26 U.S. Code § 45G - Railroad track maintenance credit
For purposes of section 38, the railroad track maintenance credit determined under this section for the taxable year is an amount equal to 50 percent of the qualified railroad track maintenance expenditures paid or incurred by an eligible taxpayer during the taxable year.
For purposes of this section, the term “qualified railroad track maintenance expenditures” means gross expenditures (whether or not otherwise chargeable to capital account) for maintaining railroad track (including roadbed, bridges, and related track structures) owned or leased as of January 1, 2005, by a Class II or Class III railroad (determined without regard to any consideration for such expenditures given by the Class II or Class III railroad which made the assignment of such track).
For purposes of this section, the terms “Class II railroad” and “Class III railroad” have the respective meanings given such terms by the Surface Transportation Board.

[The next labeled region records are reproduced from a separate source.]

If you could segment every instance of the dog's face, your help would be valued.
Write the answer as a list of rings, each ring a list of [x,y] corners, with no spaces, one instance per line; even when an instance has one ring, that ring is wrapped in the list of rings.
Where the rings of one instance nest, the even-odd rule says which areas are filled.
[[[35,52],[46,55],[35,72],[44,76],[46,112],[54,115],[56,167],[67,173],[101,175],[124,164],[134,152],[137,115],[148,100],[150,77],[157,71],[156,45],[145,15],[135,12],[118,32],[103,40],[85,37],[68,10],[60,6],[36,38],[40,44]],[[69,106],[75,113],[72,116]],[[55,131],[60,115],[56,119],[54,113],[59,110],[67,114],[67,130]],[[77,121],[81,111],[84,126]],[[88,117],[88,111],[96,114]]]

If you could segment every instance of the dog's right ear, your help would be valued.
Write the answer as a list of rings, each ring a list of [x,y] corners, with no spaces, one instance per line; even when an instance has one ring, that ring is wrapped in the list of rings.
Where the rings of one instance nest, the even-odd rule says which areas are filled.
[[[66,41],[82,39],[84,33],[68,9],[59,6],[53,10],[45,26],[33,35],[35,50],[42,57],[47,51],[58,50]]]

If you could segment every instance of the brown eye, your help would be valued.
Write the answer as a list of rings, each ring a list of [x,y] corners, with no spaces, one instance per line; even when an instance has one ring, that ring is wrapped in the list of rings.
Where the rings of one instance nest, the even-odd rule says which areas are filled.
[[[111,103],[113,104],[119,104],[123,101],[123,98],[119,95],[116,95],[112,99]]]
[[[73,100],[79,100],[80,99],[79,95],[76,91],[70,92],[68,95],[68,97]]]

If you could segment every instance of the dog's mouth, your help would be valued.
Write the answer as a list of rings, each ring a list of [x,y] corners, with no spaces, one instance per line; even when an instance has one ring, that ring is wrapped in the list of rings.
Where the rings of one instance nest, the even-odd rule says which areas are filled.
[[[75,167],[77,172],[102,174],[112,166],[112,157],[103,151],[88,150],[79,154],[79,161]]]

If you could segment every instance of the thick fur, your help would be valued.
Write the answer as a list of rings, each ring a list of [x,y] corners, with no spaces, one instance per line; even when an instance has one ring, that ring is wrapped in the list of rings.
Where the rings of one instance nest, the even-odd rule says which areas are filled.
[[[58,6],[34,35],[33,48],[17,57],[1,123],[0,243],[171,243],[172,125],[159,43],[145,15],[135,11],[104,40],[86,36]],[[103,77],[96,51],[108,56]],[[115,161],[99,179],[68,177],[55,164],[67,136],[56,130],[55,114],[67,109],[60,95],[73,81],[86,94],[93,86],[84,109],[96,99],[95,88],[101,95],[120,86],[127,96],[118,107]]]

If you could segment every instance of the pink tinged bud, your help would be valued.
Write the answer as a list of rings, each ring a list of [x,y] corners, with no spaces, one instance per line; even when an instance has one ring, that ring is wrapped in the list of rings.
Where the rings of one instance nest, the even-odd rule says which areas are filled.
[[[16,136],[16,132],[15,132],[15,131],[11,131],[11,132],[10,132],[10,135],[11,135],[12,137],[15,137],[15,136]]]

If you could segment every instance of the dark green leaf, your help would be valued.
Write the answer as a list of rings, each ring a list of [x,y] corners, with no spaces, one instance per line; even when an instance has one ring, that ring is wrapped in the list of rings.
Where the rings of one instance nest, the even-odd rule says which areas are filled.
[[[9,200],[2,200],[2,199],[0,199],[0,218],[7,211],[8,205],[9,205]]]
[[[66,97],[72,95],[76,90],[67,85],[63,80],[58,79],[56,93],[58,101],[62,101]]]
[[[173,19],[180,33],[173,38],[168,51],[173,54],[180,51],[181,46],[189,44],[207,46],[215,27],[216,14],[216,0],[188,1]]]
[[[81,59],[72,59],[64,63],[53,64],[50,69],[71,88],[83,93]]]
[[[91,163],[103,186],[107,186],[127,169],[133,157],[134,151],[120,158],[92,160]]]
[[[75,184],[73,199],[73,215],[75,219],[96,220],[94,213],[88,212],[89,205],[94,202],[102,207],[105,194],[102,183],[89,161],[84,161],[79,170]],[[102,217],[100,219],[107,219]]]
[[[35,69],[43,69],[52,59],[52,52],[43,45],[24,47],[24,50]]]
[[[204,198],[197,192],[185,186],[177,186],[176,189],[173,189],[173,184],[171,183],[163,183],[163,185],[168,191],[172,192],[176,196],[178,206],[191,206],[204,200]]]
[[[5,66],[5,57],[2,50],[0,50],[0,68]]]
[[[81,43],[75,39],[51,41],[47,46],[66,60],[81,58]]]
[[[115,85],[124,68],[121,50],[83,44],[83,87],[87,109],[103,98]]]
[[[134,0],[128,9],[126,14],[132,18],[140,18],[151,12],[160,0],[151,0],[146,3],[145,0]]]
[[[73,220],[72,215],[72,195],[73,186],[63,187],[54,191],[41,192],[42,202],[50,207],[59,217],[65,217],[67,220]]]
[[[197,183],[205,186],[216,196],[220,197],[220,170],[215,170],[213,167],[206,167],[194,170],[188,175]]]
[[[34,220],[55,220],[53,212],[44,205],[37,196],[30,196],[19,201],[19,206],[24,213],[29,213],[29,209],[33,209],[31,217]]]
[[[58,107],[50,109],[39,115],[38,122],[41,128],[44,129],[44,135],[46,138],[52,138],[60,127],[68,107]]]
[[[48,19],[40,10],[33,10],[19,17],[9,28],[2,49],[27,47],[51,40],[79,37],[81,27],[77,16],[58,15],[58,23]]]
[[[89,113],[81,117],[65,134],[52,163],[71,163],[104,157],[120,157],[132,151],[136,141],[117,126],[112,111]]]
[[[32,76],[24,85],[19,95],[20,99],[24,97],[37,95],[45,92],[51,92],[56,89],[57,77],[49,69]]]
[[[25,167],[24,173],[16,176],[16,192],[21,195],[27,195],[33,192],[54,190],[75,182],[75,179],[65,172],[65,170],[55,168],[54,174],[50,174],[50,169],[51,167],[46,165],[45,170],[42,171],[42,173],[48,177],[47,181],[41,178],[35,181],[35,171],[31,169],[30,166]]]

Rules similar to the rules of paragraph (1) of section 41(f) shall apply for purposes of this section.
This section shall apply to qualified railroad track maintenance expenditures paid or incurred during taxable years beginning after December 31, 2004, and before January 1, 2015.
2014—Subsec. (f). Pub. L. 113–295 substituted “January 1, 2015” for “January 1, 2014”.
2013—Subsec. (f). Pub. L. 112–240 substituted “January 1, 2014” for “January 1, 2012”.
2010—Subsec. (f). Pub. L. 111–312 substituted “January 1, 2012” for “January 1, 2010”.
2008—Subsec. (f). Pub. L. 110–343 substituted “January 1, 2010” for “January 1, 2008”.
2006—Subsec. (d). Pub. L. 109–432 inserted “gross” after “means” and “(determined without regard to any consideration for such expenditures given by the Class II or Class III railroad which made the assignment of such track)” before period at end.
2005—Subsec. (b). Pub. L. 109–135, § 403(f)(1), reenacted heading without change and amended text generally. Prior to amendment, text read as follows: “The credit allowed under subsection (a) for any taxable year shall not exceed the product of—
“(1) $3,500, and
“(2) the number of miles of railroad track owned or leased by the eligible taxpayer as of the close of the taxable year.
A mile of railroad track may be taken into account by a person other than the owner only if such mile is assigned to such person by the owner for purposes of this subsection. Any mile which is so assigned may not be taken into account by the owner for purposes of this subsection.”
Subsec. (c)(2). Pub. L. 109–135, § 403(f)(2), amended par. (2) generally. Prior to amendment, par. (2) read as follows: “any person who transports property using the rail facilities of a person described in paragraph (1) or who furnishes railroad-related property or services to such a person.”
Amendment by Pub. L. 109–135 effective as if included in the provision of the American Jobs Creation Act of 2004, Pub. L. 108–357, to which such amendment relates, see section 403(nn) of Pub. L. 109–135, set out as a note under section 26 of this title.